20 Mayıs 2016 Cuma

EMİRGÂN KORUSU(2)



Bu cumartesi Emirgân Korusundaydık. Emirgânı hep çok kalabalık hatırlıyorum. Şimdiye dek hep lale zamanı gelmişim herhalde bu yüzden. Bir de bekarken geldiğimizde köşklerde yiyip içerdik. Oralar hâlâ kalabalık. Şimdi ise piknikçilerin tarafındayım oralar ise çok daha tenha.


Geçenlerde sabah erkenden gelip piknik masalarında kahvaltı yapmıştık. Eşim çok beğenmişti.

Bu hafta sonu annemlerle yeniden geldik.

24 Nisan 2014 Salı günü yani 2 yıl önce lale zamanı annemle ikimiz otobüsle Emirgan'a gelmiştik. Ben o kalabalığa girmem diyerek Kemal gelmemişti. Annemle inat ettik bu tatil günü evde oturmayacağız deyip otobüsle gitmiştik. Yol 3 buçuk saat sürmüştü. Daha Eminönü'ne gelmeden annem geldik mi geldik mi deyip duruyordu. Emirgan'a varıp ta otobüsten indiğimizde ikimizin de otobüs gürültüsünden kalabalıktan sıcaktan oksijensizlikten kafa beyin patlamış artık gezecek halimiz kalmamıştı. Annem bir kez daha İstanbul'da yaşanmaz demişti.
Saatler süren dönüş yolundan sonra kafamız kazan gibi vücudumuz kasılmaktan kütük gibi olmuşken  ertesi gün azıcık dinlenince iyi ki de gitmişiz hatıra oldu işte demiştik.

Bu sefer kendi aracımızla Emirgan'a varmamız yarım saat kadar sürdü. Hava çok rüzgarlıydı. Bu  yüzden arka taraflarda kuytu bir yer bulduk.



İlk kez Emirgan'ın arka taraflarını gördüm keşfettim. Arka tarafta 2 kapısı daha varmış. Daha önce hiç rastlamadığım yürüyüş yolları varmış.

Emirgan korusu gerçekten baya büyük bir koruymuş.

Bu sefer hemen eve dönmedik epey oturduk.

Defnenin pantalonunu dizlerine kadar sıvayıp çimlere bastırdık. Ay çok tatlıydı. Çimleri koparıp koparıp inceledi, yemeğe kalktı. Açık havada güzel bir uyku çekti.

Bir sürü gelin geldi. Onları izlemek de eğlenceliydi.
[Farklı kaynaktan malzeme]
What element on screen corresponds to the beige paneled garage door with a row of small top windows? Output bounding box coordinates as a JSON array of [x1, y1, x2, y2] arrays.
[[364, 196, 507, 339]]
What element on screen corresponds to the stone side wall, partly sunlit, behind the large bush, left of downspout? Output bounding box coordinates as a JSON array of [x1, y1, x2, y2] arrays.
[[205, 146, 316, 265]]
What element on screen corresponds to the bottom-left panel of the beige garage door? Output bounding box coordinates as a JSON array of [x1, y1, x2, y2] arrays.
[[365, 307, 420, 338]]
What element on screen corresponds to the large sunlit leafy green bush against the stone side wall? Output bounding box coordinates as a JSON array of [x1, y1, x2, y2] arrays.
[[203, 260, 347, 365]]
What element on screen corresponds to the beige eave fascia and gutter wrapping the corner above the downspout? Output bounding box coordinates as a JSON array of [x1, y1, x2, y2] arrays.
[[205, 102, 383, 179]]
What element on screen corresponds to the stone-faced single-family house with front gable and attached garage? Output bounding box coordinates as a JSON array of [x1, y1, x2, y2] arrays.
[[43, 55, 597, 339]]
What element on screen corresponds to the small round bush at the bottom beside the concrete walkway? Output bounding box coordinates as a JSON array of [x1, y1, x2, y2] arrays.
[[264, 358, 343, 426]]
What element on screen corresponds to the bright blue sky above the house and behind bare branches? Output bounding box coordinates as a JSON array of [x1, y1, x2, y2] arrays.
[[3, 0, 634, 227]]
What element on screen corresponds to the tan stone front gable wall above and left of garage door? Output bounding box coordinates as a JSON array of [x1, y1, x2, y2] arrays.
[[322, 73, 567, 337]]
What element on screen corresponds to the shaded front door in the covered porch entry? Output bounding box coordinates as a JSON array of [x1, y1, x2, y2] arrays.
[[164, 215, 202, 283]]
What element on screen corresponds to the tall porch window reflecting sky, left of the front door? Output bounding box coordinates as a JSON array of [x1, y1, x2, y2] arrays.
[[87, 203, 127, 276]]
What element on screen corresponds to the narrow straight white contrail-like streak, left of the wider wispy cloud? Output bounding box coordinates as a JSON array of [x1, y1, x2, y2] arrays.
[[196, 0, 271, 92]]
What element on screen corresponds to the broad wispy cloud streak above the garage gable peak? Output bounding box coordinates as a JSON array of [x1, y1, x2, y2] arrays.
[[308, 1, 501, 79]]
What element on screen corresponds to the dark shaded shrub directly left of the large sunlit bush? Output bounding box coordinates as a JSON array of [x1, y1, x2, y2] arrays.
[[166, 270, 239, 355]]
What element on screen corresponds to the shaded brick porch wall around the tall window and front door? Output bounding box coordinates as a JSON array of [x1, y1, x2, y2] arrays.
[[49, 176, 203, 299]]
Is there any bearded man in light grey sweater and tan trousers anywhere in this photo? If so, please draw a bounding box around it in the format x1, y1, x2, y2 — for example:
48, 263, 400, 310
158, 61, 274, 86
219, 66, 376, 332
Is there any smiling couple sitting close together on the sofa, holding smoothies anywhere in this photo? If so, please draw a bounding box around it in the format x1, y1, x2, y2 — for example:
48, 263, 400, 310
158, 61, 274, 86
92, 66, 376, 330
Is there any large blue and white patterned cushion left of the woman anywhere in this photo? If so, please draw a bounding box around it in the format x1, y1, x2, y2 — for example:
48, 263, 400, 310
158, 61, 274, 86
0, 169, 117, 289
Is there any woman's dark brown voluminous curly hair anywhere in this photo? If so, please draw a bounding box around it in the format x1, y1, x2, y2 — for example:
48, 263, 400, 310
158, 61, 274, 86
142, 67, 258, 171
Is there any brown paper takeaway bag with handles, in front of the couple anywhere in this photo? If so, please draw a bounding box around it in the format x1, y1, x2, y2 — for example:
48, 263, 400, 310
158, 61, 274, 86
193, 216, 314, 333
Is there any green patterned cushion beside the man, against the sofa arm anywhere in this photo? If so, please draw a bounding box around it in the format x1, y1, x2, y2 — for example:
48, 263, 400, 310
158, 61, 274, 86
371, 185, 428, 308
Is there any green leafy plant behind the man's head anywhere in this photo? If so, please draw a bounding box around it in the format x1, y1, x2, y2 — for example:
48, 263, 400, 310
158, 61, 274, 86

Bir adet saf odun mu desem kütük mü desem mal mı desem öküz mü desem karar veremedim, tipine baksan adam sanacağınız biri gelin arabasının önünde gayet naif hoş bir kıza, gelin hanıma yani, düğün fotoğrafı için '' mal gibi sırıtıyorsun'' diye bağırıyordu. Düşünebiliyor musunuz kızın suçu gelin fotoğrafı için kocaman gülmek !!!!  '' Bu adamla ömür geçmez daha imzaları atmamışken bir kez daha düşün '' bakışı attım. İnş vazgeçmiştir o adamdan.

Çamların altında genç hoş bir bayan ders çalışıyordu, bir yandan da kahvesini yudumluyordu. Tacize uğramadan rahatça ders çalışmak da büyük bir nimet.  Ben üniversitede iken bir keresinde Gülhane parkında iki kez de Sultanahmet meydanında kitap okuma gafletinde bulunmuştum. 10 dakika bile izin vermemişlerdi insan müsveddeleri. Böyle turistik bir mekanda onlarca sivil polisin içinde bile yine de rahat vermemişlerdi hayvan oğlu hayvanlar. Bu kızcağız  ağaçların altında rahatsız edilmeden huzurla ders çalışmanın büyük bir nimet olduğunu farkındadır umarım.

İnsanlar top oynuyorlardı, yürüyüş yapıyorlardı, çocuklarını eğlendiriyorlardı. Genel olarak herkes mutlu görünüyordu.

Defneyi anneme bırakıp ön taraflara yürüyüş çıktım. Boğazı seyrettim.

Çok güzel bir gündü.

Geçen sefer otopark ücreti 2 saatliği 10 TL idi.
 Bu sefer tüm gün 10 TL olmuş çok sevindim. Geçen geldiğimizde lale festivali imiş fiyatlar o yüzden şişikmiş. Artık normal tarifeye dönmüşler.

Aşağıda bir cumartesi sabahı bomboş Emirgan yollarını görüyorsunuz.

Emirgan'da farklı güzel bir hava var. Buraya sık sık gelmeyi düşünüyorum.